How many
talents do you have?
It’s a topic Saturday Sisters talked
about today when we met for breakfast. The discussion was based on the story
Jesus told in Matthew 25. A departing master left his servants in charge of
five, two, and one talent. They were to invest the talents and account for them
when he returned.
Most of us decided that we wanted to be the servant who was
given five talents—it was the most. Don’t we usually want to get in line for
the most of almost anything? Others of us decided we we’d be happy with two,
the middle ground. No one liked the idea of the servant who got only one
talent.
As I’ve read this story during my life, I’ve had mixed reactions.
I
don’t have five talents—I’m not sure I even have two. I’m probably the
one-talent servant. At other times I’ve sided with the one-talent guy who
at least returned the single talent to his master—he didn’t lose it in the
stock market. Why did the master get so
angry with the servant? Was that fair? As I’ve said before, these are the
kinds of thoughts I didn’t say out loud, especially at church. Today at
breakfast I confessed to those thoughts. I don’t think I’m alone.
I’ve tended to think of the talents in the passage as
pennies, not really anything of enormous significance. Even silver dollars
wouldn’t be worth much in our economy. As I’ve pulled the story into my culture
and my lifetime, it became distorted until a few weeks ago.
In his book, Spark, Jason Jaggard bridged the culture
of New Testament times and today in examining Jesus’ story. Context is
everything! In this case it’s essential.
In today’s economy, the servant who got five talents received
the equivalent of $2.5 million. The servant receiving two talents took
on $1 million. Can you guess what the third servant got? The equivalent of
working twenty years at minimum wage, which equals $500,000!
Now I understand why the master was so angry! Now I want to
say, What were you thinking—or not
thinking?
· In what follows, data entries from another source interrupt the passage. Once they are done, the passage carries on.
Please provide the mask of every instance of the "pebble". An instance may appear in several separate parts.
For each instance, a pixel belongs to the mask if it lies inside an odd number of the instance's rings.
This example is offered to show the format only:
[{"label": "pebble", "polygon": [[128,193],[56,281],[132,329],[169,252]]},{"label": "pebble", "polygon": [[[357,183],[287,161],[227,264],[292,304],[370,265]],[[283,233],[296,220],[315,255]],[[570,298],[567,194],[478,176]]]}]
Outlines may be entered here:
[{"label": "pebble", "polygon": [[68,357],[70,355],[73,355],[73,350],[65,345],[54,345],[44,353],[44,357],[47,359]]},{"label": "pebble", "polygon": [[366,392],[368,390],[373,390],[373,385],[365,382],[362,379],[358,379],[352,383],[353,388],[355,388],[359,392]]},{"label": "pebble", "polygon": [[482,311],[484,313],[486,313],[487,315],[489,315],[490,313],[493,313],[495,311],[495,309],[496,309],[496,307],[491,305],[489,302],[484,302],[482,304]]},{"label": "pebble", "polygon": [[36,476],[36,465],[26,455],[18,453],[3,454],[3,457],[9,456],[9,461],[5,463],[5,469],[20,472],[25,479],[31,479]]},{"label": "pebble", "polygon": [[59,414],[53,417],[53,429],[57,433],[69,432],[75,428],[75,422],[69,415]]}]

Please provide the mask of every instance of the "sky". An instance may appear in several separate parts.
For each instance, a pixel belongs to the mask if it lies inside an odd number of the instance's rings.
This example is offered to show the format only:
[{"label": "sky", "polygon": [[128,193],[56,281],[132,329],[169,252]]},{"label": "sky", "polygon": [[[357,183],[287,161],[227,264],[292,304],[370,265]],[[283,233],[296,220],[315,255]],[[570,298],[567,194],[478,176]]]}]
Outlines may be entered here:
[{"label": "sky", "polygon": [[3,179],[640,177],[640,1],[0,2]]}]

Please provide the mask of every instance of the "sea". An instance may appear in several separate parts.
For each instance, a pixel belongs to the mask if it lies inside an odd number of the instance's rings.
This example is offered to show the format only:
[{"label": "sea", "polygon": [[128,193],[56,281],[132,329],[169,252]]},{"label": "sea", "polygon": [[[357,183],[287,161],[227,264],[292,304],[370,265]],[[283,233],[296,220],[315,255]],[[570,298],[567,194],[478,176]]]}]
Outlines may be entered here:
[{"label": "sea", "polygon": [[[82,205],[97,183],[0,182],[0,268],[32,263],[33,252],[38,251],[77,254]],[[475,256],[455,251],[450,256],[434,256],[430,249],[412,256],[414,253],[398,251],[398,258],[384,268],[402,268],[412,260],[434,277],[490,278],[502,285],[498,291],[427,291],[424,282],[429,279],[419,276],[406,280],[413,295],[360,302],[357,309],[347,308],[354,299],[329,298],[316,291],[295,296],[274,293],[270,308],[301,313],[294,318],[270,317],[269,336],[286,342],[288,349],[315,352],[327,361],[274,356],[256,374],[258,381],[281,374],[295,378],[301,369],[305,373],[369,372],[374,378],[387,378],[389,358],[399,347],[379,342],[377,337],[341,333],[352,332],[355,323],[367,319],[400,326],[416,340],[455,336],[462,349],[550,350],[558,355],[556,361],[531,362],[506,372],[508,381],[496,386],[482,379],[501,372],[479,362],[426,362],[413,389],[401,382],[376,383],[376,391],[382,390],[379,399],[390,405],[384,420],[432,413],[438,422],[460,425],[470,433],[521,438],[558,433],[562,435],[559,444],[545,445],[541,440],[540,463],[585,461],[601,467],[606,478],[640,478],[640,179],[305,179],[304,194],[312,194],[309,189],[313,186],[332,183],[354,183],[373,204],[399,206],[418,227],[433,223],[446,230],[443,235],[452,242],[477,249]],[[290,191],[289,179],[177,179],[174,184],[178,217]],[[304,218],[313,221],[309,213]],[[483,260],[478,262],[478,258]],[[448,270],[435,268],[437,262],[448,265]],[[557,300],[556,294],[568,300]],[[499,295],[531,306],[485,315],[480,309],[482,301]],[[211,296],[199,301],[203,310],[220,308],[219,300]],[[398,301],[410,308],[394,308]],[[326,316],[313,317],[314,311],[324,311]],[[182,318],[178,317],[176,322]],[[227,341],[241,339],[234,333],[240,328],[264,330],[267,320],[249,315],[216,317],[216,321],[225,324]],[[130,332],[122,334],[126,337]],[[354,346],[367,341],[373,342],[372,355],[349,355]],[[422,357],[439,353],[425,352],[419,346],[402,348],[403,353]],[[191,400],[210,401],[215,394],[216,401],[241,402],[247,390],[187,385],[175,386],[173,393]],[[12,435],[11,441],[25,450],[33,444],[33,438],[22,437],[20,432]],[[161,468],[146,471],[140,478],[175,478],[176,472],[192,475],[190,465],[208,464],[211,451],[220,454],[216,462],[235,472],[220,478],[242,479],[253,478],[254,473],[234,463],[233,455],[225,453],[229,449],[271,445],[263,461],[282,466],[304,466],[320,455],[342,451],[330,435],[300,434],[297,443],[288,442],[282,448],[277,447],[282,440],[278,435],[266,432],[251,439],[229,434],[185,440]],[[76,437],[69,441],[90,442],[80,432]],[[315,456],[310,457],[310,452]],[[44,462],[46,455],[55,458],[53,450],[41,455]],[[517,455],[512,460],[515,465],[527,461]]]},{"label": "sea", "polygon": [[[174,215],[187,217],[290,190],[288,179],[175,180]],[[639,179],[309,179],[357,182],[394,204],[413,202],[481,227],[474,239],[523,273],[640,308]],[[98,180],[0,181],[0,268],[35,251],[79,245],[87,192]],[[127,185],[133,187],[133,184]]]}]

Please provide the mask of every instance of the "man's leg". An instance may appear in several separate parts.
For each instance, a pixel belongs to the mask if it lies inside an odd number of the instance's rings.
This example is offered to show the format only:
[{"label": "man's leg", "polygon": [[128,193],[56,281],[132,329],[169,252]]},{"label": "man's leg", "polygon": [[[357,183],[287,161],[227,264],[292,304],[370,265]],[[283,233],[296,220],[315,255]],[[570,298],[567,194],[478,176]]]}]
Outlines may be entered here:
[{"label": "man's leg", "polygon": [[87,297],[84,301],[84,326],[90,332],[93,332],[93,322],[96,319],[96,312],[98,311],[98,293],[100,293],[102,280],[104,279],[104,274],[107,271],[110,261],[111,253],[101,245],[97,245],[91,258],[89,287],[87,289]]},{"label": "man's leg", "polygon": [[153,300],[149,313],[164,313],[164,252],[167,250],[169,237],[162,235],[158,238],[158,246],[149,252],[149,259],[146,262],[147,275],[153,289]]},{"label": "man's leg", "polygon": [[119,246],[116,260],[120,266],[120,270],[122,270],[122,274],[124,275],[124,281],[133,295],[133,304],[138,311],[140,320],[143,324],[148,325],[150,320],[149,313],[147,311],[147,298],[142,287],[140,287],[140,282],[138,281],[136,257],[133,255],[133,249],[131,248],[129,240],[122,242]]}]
What have you been doing for all this long time the master was away?
Sitting on the site of the buried $500,000?
Oh, wait a minute. When was the last time God asked me to
something and I stalled? When was the last time I wished someone was behind me
when I knew God was giving me an opportunity to speak truth into a situation? When
was the last time I had a pity party because someone else was better than me at
blah, blah, blah? When, when, when was I . . .? Guess there’s a little of the
third servant in me.
How many talents do you have? What is in your hand to use for
God’s service? Whether it’s much or little, it’s still a lot. Even though our economy
is shaky right now, investing for the Kingdom of God is never a risk.
So, how much have ya got, and whatcha gonna do?